No, wear is the wrong word. You cannot wear something that can never be taken off. Everyone has a red nose but cannot see its redness or perhaps, you thought long ago, it was considered taboo to acknowledge it. Like some vestigial animal organ whose usefulness was too gauche to debate.
You used to wonder why clowns and their variations—the harlequin, the pierrot, the mime—ever made it to popular media. Were circus and carnival shows a society-approved way to externalize what everyone knew implicitly or instinctively? You still wonder, sometimes. But who do you even ask? Your mother is no help and neither is the therapist she’s paying to fix you.
In the street, a child picks his red, red nose, the nostrils flaring vilely with each twist. His mother scolds him, talks about all those germs.
You pause by a boutique’s window and study your washed-out reflection among the merchandise.
How your nose is small and strange and unred.
Perhaps that’s why the people around you ignore you, treat you as a separate entity from them and always have. Still, they wouldn’t be able to articulate why, like a blind spot in their perception, revealed to you, and you alone.
•••
“Is my nose looking alright to you?” you ask your first boyfriend.
He is ensconced in bed, distracted, glancing up from his phone. “Huh? No, it doesn’t look too big, no. Why, were you considering nose-slimming surgery?”
You touch your finger pads against the contours of your nose. Map out everything it is lacking. It’s no surprise that your boyfriend doesn’t see it, doesn’t see you. But at least your mother is talking to you again. She says therapy must be working for you to be making human connections at last. Several years after your peers, but better late than never.
Your boyfriend might be self-absorbed, but he is good for one thing. When you push away from your bedroom mirror and join him in bed, his hands slot magnetic around your naked waist. He slides further down the bed and lets you ride his face, his nose, fat and round as a plum, buried inside your core, straining your walls.
The sensation spasms both pleasure and revulsion down your throat, like another plum-sized organ has been wedged there.
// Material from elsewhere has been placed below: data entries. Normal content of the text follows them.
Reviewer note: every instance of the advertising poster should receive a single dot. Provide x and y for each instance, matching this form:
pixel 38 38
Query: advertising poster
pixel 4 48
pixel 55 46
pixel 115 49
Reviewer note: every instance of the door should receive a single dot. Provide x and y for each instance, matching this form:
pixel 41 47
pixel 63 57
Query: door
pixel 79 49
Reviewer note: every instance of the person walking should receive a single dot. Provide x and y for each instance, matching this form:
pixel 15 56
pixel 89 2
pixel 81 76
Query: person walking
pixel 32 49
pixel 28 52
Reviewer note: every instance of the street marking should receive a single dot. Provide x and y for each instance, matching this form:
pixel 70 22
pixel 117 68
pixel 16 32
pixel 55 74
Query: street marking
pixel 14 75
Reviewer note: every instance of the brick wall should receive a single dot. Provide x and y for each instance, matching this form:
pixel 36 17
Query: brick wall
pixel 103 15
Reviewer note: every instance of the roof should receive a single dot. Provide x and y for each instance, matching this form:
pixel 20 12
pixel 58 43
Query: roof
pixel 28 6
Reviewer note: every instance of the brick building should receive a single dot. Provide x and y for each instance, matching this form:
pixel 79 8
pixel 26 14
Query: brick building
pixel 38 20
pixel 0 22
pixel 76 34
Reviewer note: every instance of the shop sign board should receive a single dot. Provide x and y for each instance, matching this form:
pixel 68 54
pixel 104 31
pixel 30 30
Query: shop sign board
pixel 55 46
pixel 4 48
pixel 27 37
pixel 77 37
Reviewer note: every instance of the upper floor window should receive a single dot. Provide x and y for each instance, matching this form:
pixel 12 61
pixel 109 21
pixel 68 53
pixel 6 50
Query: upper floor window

And you know, as sensation crests and contorts your body, that you cannot keep walking through the world like that. So separate from the crowds, so fearful of your own reflection. Driving yourself mad with questions about what others have in excess, and what flesh of yours has always been inadequate.
Something has to be done.
•••
“You mentioned something, during our early sessions,” your therapist says.
Her clipboard and fountain pen for once remain positioned on the coffee table between you. This is your final therapy session, and you are graduating with honors.
“Mentioned what?” you ask, trying to gain time. Politely intrigued, you learned the body language from your therapist.
“‘Clowns aren’t made, they’re born.’ Do you still think that?”
You shake your head and say, “No, no, I don’t.”
Your therapist smiles. Brushes a finger against her red, red nose. You no longer care to speculate whether everyone else in the universe is in on some cosmic joke, your therapist included, except for you. The sessions, at least, have taught you that.
The knife in your shirt sleeve is hidden like a magic trick. You’ve been watching some circus videos, practicing through the voyeuristic projection of clown-ness. Concealed ace tricks and flowers squirting water, what a curious thing indeed.
But despite your slight-of-hand deception, you didn’t lie to your therapist.
You no longer think that clowns are born.
No, they are made. And perhaps this is what everyone around you already knows, has known all along. Why they couldn’t tell you about it—you must reach that conclusion on your own.
Your therapist’s big, red nose distends, like a fruit ready to be plucked.
The honed tip of your knife peeks out from your shirt sleeve.
You hope that, when you meet your mother later to celebrate the end of therapy, she will like your new nose matching hers.